Deepening Reform: Industry Upgrades and Policy Benefits Resonance

Yang Fan, Chief Macro and Policy Analyst at CITIC Securities, noted that the current macro and policy landscape presents a clear pattern of “reform breakthroughs and industry leaps,” with multi-layered reform advancing to inject lasting momentum into economic growth.

Domestically, demand-side recovery is moderate, with government work report targets stable, and fiscal policies remaining consistent with last year. Under debt reduction efforts, local governments face constraints on leverage, while the leverage effect of policy financial tools is increasingly prominent, becoming key to stabilizing investment. Income distribution reforms continue to deepen, aiming to narrow income gaps and expand the middle-income group; fiscal and tax reforms strengthen central coordination, optimize fiscal resource allocation, and provide institutional guarantees for high-quality development.

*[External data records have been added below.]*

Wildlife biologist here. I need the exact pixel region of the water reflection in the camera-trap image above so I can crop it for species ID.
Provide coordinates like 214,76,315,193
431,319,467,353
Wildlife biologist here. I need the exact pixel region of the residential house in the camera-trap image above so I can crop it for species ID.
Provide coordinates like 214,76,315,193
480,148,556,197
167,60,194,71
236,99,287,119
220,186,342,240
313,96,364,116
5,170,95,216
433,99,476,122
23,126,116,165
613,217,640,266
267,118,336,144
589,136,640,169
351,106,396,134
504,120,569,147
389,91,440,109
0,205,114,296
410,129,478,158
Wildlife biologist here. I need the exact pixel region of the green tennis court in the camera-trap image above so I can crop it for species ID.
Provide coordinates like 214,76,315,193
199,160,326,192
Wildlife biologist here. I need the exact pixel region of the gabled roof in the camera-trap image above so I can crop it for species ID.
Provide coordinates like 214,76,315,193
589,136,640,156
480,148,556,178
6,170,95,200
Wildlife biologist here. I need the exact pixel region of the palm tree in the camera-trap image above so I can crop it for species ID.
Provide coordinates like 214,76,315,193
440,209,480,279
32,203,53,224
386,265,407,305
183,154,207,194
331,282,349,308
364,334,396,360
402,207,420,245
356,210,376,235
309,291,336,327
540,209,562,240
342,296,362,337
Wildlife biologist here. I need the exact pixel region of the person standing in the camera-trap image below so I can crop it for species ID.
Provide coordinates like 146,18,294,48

Industrial upgrades present multiple opportunities. Traditional industries are being optimized and upgraded, while emerging industries are being cultivated and expanded—accelerating the formation of new intelligent economic models. Focus areas include energy security and space power strategies, with modernization of industrial systems speeding up. Key support directions include integrated energy and electricity, satellite internet, new energy storage, and future energy sectors. The “anti-involution” work balances short-term capacity regulation with long-term systemic reform, helping industries escape difficulties and achieve high-quality development.

From a global perspective, the long-term reshaping of the Middle East geopolitical landscape, U.S. midterm elections influencing policy focus, and intensifying domestic and international engagement are all factors. Post-Q2, election tensions will intensify, likely increasing domestic attention. China-U.S. summit meetings are expected multiple times within the year, maintaining bilateral stability. The strategic resonance of Chinese companies going global and RMB internationalization is opening broad space for systemic valuation reshaping of Chinese assets.

Asset Allocation: Focus on Manufacturing Advantages and Seize Structural Opportunities

Based on macro, strategic, and industrial judgments, the 2026 spring asset allocation should focus on the two core themes of “reassessment of pricing power” and “policy dividends.” In equities, focus on China’s manufacturing advantages, emphasizing leading chemical, non-ferrous, electrical equipment, and new energy companies with global competitiveness, while also allocating to undervalued financial and power sectors to build a balanced “value + growth” portfolio.

In commodities, supply-side risks coexist with demand-side recovery. Gold-oil and gold-copper ratios may decline after reaching historical highs, with physical assets gradually showing cost-effectiveness. Gold remains a valuable safe-haven asset amid rising global geopolitical uncertainties.

In bonds, short-term government bond yields are volatile, with a break below 1.8% needing policy catalysts. Fundamentals will support yields later, so a prudent allocation approach is recommended, capturing rate fluctuation opportunities. In the currency market, RMB is expected to appreciate modestly amid a weakening dollar, presenting cross-border asset allocation opportunities.

Proactively Address Uncertainty with Certainty

In spring 2026, capital markets face external challenges from geopolitical conflicts and weakening financial conditions, but also internal opportunities from China’s economic recovery, industrial upgrades, and reform deepening. The signals from CITIC Securities’ spring forum clearly indicate a shift from valuation-driven to profit margin-driven markets, from stockpile competition to incremental allocation.

For investors, the core strategy should be to focus on China’s manufacturing pricing power enhancement, seize reform-driven industrial upgrade opportunities, use undervaluation as a safety cushion, and leverage pricing power as a growth engine. Building a resilient asset portfolio amid complex environments is key. As Zhu Yexin, member of CITIC Securities’ Party Committee, stated, in the context of a continuously optimized capital market ecosystem and increasing attractiveness of Chinese assets, responding to external uncertainties with high-quality development certainty will be crucial to navigating cycles.